Infants learn by playing and they play as they learn. Play is spontaneous, experimental and fun. During their first year, children play by manipulating objects in their world. As your baby’s body and brain grow, so does his capacity for playing and learning.
• Before Three Months: His reflexes drive most of what your baby does, so his play focuses on his body. He waves his hands around in front of his eyes and face, and twiddles with his fingers.
• By Four Months: His vision is improving and so are his fine motor movements; your baby now has the ability to grasp. Anything that’s in his reach becomes fair game for grabbing, manipulating and examining.

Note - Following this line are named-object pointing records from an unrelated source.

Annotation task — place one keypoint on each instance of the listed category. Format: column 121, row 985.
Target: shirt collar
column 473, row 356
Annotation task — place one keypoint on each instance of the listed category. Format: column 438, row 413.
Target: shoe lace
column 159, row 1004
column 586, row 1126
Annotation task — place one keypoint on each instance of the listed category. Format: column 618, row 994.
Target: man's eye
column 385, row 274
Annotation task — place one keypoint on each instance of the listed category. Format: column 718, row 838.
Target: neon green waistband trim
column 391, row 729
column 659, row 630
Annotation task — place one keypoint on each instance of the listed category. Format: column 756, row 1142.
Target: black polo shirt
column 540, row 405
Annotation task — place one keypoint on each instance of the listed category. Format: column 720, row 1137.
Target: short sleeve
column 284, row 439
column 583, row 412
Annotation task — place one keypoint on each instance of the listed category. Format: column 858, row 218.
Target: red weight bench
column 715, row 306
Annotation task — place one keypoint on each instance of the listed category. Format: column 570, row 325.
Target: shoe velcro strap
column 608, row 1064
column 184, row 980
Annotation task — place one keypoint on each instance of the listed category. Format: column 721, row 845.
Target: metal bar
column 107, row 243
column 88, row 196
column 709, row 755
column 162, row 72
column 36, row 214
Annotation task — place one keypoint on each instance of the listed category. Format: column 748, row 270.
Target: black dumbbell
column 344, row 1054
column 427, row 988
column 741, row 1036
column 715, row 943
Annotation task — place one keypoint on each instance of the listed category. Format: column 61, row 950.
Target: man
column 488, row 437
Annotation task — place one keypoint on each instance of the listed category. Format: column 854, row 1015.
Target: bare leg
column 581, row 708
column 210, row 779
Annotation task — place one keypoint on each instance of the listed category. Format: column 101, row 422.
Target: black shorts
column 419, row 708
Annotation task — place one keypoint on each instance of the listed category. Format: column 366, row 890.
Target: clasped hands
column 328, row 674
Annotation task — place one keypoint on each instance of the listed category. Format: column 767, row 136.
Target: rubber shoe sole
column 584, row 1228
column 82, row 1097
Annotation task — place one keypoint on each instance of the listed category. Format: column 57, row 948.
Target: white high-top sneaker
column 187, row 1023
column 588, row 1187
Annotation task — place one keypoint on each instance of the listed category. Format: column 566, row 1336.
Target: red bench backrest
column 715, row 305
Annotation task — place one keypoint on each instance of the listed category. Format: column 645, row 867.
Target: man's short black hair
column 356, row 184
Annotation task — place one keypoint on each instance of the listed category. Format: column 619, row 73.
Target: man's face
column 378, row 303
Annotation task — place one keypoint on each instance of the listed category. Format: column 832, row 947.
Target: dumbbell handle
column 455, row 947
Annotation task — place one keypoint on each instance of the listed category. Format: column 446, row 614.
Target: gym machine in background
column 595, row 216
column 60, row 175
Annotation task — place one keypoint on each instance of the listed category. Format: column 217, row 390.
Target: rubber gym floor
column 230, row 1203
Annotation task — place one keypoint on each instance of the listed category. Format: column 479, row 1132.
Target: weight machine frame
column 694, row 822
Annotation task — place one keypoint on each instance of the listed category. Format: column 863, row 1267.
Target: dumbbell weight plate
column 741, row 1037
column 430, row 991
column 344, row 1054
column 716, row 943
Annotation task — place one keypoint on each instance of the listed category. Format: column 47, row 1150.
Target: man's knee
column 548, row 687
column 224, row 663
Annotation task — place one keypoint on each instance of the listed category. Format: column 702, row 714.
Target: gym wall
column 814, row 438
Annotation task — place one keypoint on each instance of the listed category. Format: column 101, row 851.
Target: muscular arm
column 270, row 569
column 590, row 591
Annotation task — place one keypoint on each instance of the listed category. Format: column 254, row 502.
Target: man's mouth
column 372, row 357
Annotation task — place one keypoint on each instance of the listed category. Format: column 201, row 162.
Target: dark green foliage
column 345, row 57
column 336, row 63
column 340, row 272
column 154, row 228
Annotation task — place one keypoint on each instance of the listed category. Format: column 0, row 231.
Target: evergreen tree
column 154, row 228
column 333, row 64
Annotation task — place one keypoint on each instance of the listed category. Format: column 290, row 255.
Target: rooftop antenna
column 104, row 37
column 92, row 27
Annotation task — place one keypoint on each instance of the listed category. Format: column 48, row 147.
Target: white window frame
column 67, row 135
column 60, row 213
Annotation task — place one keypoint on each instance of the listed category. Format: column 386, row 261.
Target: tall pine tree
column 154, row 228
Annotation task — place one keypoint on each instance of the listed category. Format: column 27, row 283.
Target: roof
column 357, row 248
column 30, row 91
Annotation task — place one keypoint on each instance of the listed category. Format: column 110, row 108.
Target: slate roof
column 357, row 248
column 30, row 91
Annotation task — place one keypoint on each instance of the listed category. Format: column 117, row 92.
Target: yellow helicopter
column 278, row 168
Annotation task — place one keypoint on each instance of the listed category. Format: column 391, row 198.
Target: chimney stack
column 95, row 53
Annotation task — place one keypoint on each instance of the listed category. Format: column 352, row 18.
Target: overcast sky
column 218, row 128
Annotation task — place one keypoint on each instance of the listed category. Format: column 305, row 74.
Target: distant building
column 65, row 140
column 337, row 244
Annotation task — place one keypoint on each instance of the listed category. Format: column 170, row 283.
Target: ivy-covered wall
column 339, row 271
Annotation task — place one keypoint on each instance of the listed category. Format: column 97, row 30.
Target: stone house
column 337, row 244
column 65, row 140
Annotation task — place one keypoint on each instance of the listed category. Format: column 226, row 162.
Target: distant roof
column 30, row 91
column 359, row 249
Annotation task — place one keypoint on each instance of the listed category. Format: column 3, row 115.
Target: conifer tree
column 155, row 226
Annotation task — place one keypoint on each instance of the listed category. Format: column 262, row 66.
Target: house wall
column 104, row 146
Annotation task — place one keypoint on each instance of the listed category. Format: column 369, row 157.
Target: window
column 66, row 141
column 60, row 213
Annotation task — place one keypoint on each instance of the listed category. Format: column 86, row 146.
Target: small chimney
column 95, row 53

• By Six Months: He can coordinate the movement of his two hands and he’s amazed by this feat. He can spend hours passing blocks back and forth from hand to hand, listening to the sounds they make when clanked and learning that they are solid.
• By Seven Months: He has developed a powerful memory and he now learns that objects do not disappear when he cannot see them. Armed with this newfound insight, peek-a-boo and pop-up toys zoom to the top of the chart as favorite play activities, and dropping toys off his high chair becomes a source of never-ending delight.

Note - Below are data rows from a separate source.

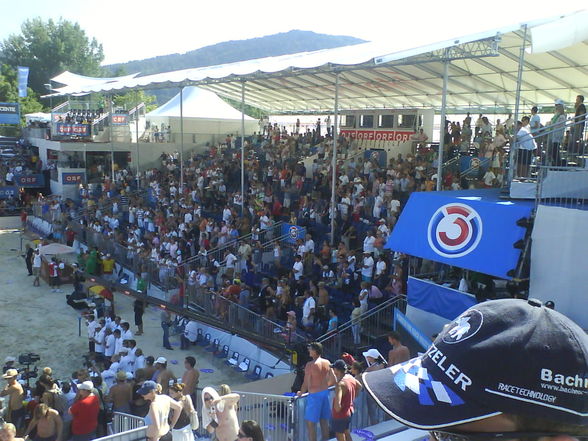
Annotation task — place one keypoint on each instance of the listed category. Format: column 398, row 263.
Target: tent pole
column 137, row 145
column 442, row 125
column 334, row 161
column 511, row 155
column 111, row 138
column 242, row 148
column 181, row 139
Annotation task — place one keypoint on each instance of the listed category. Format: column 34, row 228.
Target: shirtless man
column 163, row 374
column 15, row 391
column 318, row 377
column 8, row 433
column 399, row 353
column 48, row 423
column 190, row 378
column 121, row 394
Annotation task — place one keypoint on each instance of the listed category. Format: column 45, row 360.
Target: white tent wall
column 199, row 131
column 558, row 256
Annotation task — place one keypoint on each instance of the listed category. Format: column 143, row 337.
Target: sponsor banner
column 379, row 135
column 72, row 129
column 437, row 299
column 9, row 113
column 469, row 229
column 23, row 81
column 401, row 320
column 294, row 232
column 73, row 178
column 120, row 119
column 30, row 181
column 6, row 192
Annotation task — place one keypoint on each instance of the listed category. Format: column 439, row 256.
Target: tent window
column 406, row 121
column 386, row 121
column 348, row 121
column 366, row 121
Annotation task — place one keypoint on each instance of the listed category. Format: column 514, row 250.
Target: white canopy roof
column 393, row 74
column 197, row 103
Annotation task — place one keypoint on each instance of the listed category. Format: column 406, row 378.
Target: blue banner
column 30, row 181
column 294, row 232
column 471, row 229
column 9, row 113
column 23, row 81
column 437, row 299
column 6, row 192
column 73, row 178
column 401, row 320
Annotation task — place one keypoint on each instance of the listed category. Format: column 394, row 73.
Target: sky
column 133, row 30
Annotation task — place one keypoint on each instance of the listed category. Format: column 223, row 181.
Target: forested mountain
column 231, row 51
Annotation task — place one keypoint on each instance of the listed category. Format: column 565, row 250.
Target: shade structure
column 55, row 249
column 393, row 74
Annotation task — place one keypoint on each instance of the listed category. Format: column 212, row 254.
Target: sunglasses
column 439, row 435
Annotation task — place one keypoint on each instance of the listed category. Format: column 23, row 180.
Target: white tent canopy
column 394, row 74
column 197, row 103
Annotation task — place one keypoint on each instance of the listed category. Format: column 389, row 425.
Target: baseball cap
column 86, row 385
column 339, row 365
column 147, row 387
column 374, row 353
column 10, row 373
column 501, row 356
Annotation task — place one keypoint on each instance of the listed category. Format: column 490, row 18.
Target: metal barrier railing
column 365, row 331
column 126, row 427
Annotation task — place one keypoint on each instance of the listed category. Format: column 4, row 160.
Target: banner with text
column 73, row 178
column 9, row 113
column 30, row 181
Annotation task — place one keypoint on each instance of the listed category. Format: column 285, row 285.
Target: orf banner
column 30, row 181
column 9, row 113
column 23, row 81
column 294, row 232
column 73, row 178
column 469, row 229
column 6, row 192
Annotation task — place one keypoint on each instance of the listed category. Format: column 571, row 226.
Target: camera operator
column 16, row 412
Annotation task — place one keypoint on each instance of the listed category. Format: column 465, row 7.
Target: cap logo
column 464, row 327
column 412, row 376
column 454, row 230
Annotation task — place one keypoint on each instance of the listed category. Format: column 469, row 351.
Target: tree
column 48, row 48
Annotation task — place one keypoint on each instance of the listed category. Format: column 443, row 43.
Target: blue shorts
column 318, row 407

• Remainder of the First Year: With improving memory and reasoning skills, your baby begins to focus on what-if games. What happens if I push this train on the rug, or on the couch or on the hardwood floors? What happens if I drop my block into the cup of milk? Over these few months, your baby learns by playing scientist. He can use more than one item in his games now, and likes to hold, carry and drop things.
In the end, each of these actions learned at these ages has taught the child a lesson, providing invaluable experience about his environment and how to control both himself and the things in it.